Incomplete Security patch !! Millions are Vulnerable

Wanna hack someone's Android smartphone by sending just an MMS message?

Yes, you can, because Google's patch for the Stagefright vulnerability in hundreds of Millions of Android devices is BUGGY.

Last week, Google issued an official patch for Stagefright vulnerability that affects 95 percent of Android devices running version 2.2 to version 5.1 of the operating system, an estimated 950 Million Android devices in use worldwide. But, the patch is so flawed that hackers can still exploit the Stagefright vulnerability (CVE-2015-3824) anyways.

"The [original] patch is four lines of code and was (presumably) reviewed by Google engineers prior to shipping," researchers at Exodus Intelligence wrote in a blog post published Thursday. "The public at large believes the current patch protects them when it, in fact, does not."

Buggy Patch Issued by Google

 

The patch doesn't fix the vulnerability, allowing booby-trapped MP4 videos that supplied variables with 64-bit lengths to overflow the buffer and crash the smartphone when trying to open that multimedia message. The firm notified Google of the issue on August 7th, two days after their Stagefright presentation at the Black Hat conference, but it didn’t receive any reply from the company regarding their release of an updated fix.

Therefore, the firm released code showing how to crash the smartphone exploiting Stagefright vulnerability because the search giant is still "distributing the faulty patch to Android devices via over-the-air updates." The flawed patch has been assigned the vulnerability identifier CVE-2015-3864, according to the Exodus researchers, but at the moment it is hard to say when a right fix for the loophole will be available.

"Google employs a tremendously large security staff, so much so that many members dedicate time to audit other vendor's software," but if it can't "demonstrate the ability to successfully remedy a disclosed vulnerability affecting their own customers then what hope do the rest of us have?," the Exodus researchers wrote.

When reached out for comment, a Google spokesperson confirmed the findings and said the company had distributed the second patch to its OEM partners, however, its own Nexus 4/5/6/7/9/10 and Nexus Player will receive the patch as a part of its September patch update.

So, in order to get rid of this problem, you need to keep an eye for this new patch to fix the old flawed-patch.

Simple TEXT Message to HACK ANY ANDROID Phone Remotely

Own an Android phone? Beware, Your Android smartphones can be hacked by just a malformed text message.

Security researchers have found that 95% of Android devices running version 2.2 to 5.1 of operating system, which includes Lollipop and KitKat, are vulnerable to a security bug, affecting more than 950 Million Android smartphones and tablets.

Almost all Android smart devices available today are open to attack that could allow hackers to access the vulnerable device without the owners being aware of it, according to Joshua Drake, vice president of platform research and exploitation at security firm Zimperium.

 

 

 The vulnerability actually resides in a core Android component called "Stagefright," a multimedia playback library used by Android to process, record and play multimedia files such as PDFs.

 

A Text Message Received...Your Game is Over

The sad news for most of the Android users is that the fix will not help Millions of Android users that owned older versions of the operating system that Google no longer supports, opening doors for hackers to perform Stagefright attack.
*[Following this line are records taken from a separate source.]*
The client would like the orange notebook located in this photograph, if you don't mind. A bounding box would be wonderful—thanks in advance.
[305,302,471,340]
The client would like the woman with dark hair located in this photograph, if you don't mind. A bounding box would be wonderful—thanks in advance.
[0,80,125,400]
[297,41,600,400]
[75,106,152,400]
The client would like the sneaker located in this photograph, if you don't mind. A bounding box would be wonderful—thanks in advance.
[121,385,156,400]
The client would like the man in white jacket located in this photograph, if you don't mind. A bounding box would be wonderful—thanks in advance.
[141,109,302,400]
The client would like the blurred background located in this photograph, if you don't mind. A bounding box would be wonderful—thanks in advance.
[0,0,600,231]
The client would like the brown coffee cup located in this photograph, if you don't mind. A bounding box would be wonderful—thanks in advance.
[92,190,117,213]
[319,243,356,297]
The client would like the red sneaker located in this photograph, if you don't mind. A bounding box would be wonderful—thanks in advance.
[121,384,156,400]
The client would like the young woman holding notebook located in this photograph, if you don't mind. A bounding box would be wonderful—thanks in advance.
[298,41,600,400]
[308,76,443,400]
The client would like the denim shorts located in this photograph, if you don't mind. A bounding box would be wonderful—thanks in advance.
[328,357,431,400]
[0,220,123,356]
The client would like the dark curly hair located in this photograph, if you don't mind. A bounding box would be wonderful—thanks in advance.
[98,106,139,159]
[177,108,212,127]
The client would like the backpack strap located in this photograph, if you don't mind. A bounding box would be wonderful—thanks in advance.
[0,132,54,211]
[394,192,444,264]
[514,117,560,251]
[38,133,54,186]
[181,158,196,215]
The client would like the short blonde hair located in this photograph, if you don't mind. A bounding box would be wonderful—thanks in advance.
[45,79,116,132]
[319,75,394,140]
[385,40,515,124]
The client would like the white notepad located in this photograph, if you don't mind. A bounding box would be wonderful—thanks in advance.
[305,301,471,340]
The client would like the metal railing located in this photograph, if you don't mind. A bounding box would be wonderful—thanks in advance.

Drake has developed and published a scary exploit that uses a specially crafted text message using the multimedia message (MMS) format.

All a hacker needs is the phone number of the victim’s Android device. The hacker could then sends the malicious message that will surreptitiously execute malicious code on the vulnerable device with no end user action, no indication, nothing required.

"These vulnerabilities are extremely dangerous because they do not require that the victim take any action to be exploited," reads the Zimperium blog post published Monday.

"Unlike spear-phishing, where the victim needs to open a PDF file or a link sent by the attacker, this vulnerability can be triggered while you sleep. Before you wake up, the attacker will remove any signs of the device being compromised, and you will continue your day as usual—with a trojaned phone."

Stagefright: Scary Code in the Heart of Android

The same vulnerability can also be exploited using other attack techniques, such as luring victims to malicious websites.

 

 

 

 

 

Drake will present his full findings, including six additional attack techniques to exploit the vulnerability, at Black Hat security conference in Las Vegas on on August 5 and DEF CON 23 on August 7, where he is scheduled to deliver a talk titled, Stagefright: Scary Code in the Heart of Android.

Almost all Android devices containing Stagefright are in question. According to Drake, all versions of Android devices after and including version 2.2 of the operating system are potentially vulnerable, and it is up to each device manufacturer to patch the devices against Stagefright attack.

 

 

When will I expect a Fix?

Google has patched the code and sent it to device manufacturers, but devices require over-the-air updates from companies such as Samsung or Motorola to update their customers' phones. Given the shaky history of handset manufacturers and carriers rolling out security patches, it is not known how long the companies will take to update vulnerable Android devices against Stagefright attack.

However, Silent Circle has patched the issue in its Blackphone, as has Mozilla, which uses Stagefright code in Firefox OS.